Ninguém para dizer a ela o sabor da vida vivida a cada dia, sem planos, sem objetivos e sem preocupações. O sabor de simplesmente viver e deixar acontecer, viver e morrer e fazer tudo outra vez sem se preocupar, caso sobrevivesse.

Mas ela... Ela conhecia esse sabor.

Naquela noite, ele se decidiu.

~*~

— P-por que... Tem guardas na minha porta logo ao nascer do sol? — Lucy reclamou. Seus cabelos ainda pingavam de seu banho matutino, e tão logo se aproximara do gradeado da janela, lá estava um bom pelotão e meio de grandalhões mal encarados com armas particularmente afiadas em punho.
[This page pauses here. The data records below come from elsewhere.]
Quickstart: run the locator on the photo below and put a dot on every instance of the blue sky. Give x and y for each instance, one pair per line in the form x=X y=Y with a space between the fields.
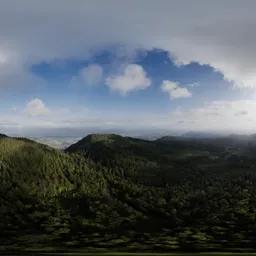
x=127 y=66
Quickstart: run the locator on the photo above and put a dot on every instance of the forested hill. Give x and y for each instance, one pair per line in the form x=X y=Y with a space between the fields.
x=114 y=192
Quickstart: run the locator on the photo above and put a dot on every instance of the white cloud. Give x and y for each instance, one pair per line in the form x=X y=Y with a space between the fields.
x=193 y=85
x=134 y=78
x=92 y=74
x=36 y=108
x=174 y=90
x=223 y=37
E... Por que parecia que eles não pretendiam marchar comportadamente a outro lugar?

— Ah, eles já estão aqui? Que rápido! — começou Natsu, se aproximando dela na janela. — Bem, acho que devemos ser rápidos também, então! — Um sorriso não muito diferente de sua usual risada presunçosa se espalhou de um canto a outro de seu rosto. Os dentes pontiagudos brilharam como presas de dragão e antes que a loira tivesse tempo de protestar, ele a pegou nos braços e os dois (oh, meu Deus!) atravessaram a janela com Happy em seu encalço carregando uma bolsa que ela claramente poderia reconhecer como dela.
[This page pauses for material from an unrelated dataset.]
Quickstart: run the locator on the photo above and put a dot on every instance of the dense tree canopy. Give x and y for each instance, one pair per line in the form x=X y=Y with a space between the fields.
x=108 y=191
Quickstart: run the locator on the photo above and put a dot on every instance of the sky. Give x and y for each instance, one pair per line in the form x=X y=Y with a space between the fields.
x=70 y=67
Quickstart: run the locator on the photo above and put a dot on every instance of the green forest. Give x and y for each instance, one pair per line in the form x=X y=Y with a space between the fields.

O garoto pousou sete metros abaixo com sua delicadeza habitual — ou seja, nenhuma —, tendo a decência de tomar cuidado com as pernas feridas de Lucy, e então começou a correr pela rua como se sua vida dependesse disso — e, hm, de certo ponto de vista, dependia mesmo.

— N-Natsu! O que significa isso? — ela gritou, passando os braços pelo pescoço masculino.

— Você disse que não sabia o que era ser desinibido, Lucy! — ele respondeu meio sem fôlego, o sorriso ainda em seus lábios rosados, os cabelos esvoaçando com o vento. — Não é verdade. Você fez isso quando saiu de casa. Você fez isso quando se juntou a Fairy Tail. Todos os nossos dias foram sem compromisso, sempre felizes. São as lembranças que quero levar comigo pra sempre — terminou, a voz entrecortada entre arfadas generosas.

Lucy o encarou de olhos arregalados, ignorando a dor em seus machucados com os trancos de sua corrida alucinada.

É claro, ele estava certo. Ela fora assim quando era pequena também, quando sua mãe estava viva, e todos os dias eram felizes e sem importância, apenas vividos pelo calor do momento. Quando a felicidade era tão fácil e estava a passos de distância.

E lá estava ela, nos braços da felicidade novamente.

E como no passado, viveria pelo momento, e esperava que fosse ser feliz assim.

Após alguns instantes, respondeu, a voz alegre e confiante, o que aumentou ainda mais o sorriso no rosto do rosado, aquele que dizia claramente "estou empolgado":

— Me coloca no chão, eu posso correr sozinha!